Whenever you apply for a new credit card or loan, the lender performs a "hard inquiry" on your credit report. Too many inquiries in a short time can lower your score.
• Only apply for credit when necessary.
• Space out applications by several months.
• Before applying, check if you pre-qualify for a loan to avoid unnecessary hard inquiries.
It might seem wise to close an old credit card you don't use, but it can hurt your score. Older accounts help your credit history, and closing them reduces your available credit, increasing your utilization ratio.
• Keep old credit cards open, even if you don’t use them often.
• Please make a small purchase on inactive cards occasionally to keep them active.
Lenders like to see that you can responsibly handle different types of credit. If you only have credit cards, consider adding an instalment loan (such as a car or personal loan) to your credit profile.
• Take out a small credit-builder loan or a secured credit card if needed.
• Avoid opening unnecessary accounts just for the sake of credit mix—it's a minor factor compared to payment history and utilization.
Mistakes happen. Sometimes, incorrect information on your credit report can drag your score down. You have the right to dispute errors and have them corrected.
• Get a free credit report from AnnualCreditReport.com.
• Look for incorrect late payments, fraudulent accounts, or wrong balances.
• To correct mistakes, file a dispute with the credit bureau (Experian, Equifax, or TransUnion).
If you have a trusted friend or family member with a strong credit history, they can add you as an authorized user on their credit card. This allows you to benefit from their positive payment history and low utilization.
• Ask a responsible person with good credit if they can add you as an authorized user.
• Make sure the credit card issuer reports authorized users to credit bureaus.
• You don't need to use the card—their positive history can boost your score.
If your score is low, consider using specific credit-building strategies designed to help improve it over time.
Some credit unions and online lenders offer small loans designed to help improve credit.
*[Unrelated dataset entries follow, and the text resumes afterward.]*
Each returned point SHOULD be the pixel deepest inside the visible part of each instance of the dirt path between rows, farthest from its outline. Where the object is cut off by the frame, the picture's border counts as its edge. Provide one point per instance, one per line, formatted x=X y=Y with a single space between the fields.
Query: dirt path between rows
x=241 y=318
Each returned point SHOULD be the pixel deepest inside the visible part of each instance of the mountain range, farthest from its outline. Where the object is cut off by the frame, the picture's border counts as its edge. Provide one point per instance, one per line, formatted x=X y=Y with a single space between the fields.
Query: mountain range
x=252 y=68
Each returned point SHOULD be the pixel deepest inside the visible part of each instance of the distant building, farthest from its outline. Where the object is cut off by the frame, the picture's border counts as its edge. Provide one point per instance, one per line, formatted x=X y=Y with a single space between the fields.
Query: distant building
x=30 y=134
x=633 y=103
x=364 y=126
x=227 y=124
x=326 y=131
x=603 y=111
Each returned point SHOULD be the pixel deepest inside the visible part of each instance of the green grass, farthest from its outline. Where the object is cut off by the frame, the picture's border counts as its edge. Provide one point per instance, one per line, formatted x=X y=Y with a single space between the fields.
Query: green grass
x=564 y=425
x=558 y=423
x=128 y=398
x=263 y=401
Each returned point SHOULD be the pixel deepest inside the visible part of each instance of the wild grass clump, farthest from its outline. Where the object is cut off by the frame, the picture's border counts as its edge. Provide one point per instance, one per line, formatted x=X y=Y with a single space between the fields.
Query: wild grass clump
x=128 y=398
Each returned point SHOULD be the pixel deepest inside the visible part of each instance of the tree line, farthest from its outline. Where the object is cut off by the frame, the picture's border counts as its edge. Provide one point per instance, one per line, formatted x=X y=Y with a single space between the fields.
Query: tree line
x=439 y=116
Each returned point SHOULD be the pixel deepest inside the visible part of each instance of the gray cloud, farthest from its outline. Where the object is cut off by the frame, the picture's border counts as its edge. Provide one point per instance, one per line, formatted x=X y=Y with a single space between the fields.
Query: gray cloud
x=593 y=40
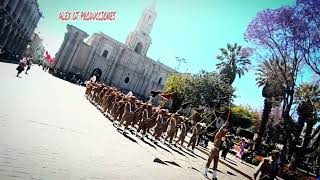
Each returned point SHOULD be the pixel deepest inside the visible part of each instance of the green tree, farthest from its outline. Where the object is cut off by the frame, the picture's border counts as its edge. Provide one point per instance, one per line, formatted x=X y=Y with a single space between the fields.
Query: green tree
x=242 y=116
x=208 y=89
x=233 y=60
x=307 y=97
x=176 y=83
x=272 y=91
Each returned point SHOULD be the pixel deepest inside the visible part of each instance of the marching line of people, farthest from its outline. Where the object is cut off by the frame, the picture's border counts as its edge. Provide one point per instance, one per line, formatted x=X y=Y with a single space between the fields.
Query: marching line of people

You make monthly payments, and once the loan is repaid, you get the money back.
These require a cash deposit as collateral, but they help build credit if used responsibly. After months of good payment history, you may qualify for an unsecured credit card.
Some services allow you to report rent or utility payments to credit bureaus, helping you build a positive credit history.
If you have late payments or charged-off accounts, you can negotiate with your creditors to remove them from your credit report.
• Call your lender and ask if they’ll remove a late payment as a goodwill gesture.
• If you have collections, try negotiating a pay-for-delete agreement, where the creditor removes the negative mark in exchange for payment.
Improving your credit score doesn’t happen overnight. It takes time, but every positive step adds up.
• Stick to your plan—pay bills on time, keep balances low, and avoid unnecessary credit applications.
• Check your credit score regularly to track your progress.
• Stay disciplined, and you’ll see results in a few months.
A high credit score opens the door to better financial opportunities—lower interest rates, higher loan approvals, and more financial freedom. The key is to have good credit habits consistently.
If you take action today—paying bills on time, reducing credit utilization, and disputing errors—you’ll be well on your way to boosting your score and securing that loan you need.
Remember, credit improvement is a journey, not a race—but every step you take gets you closer to your goal!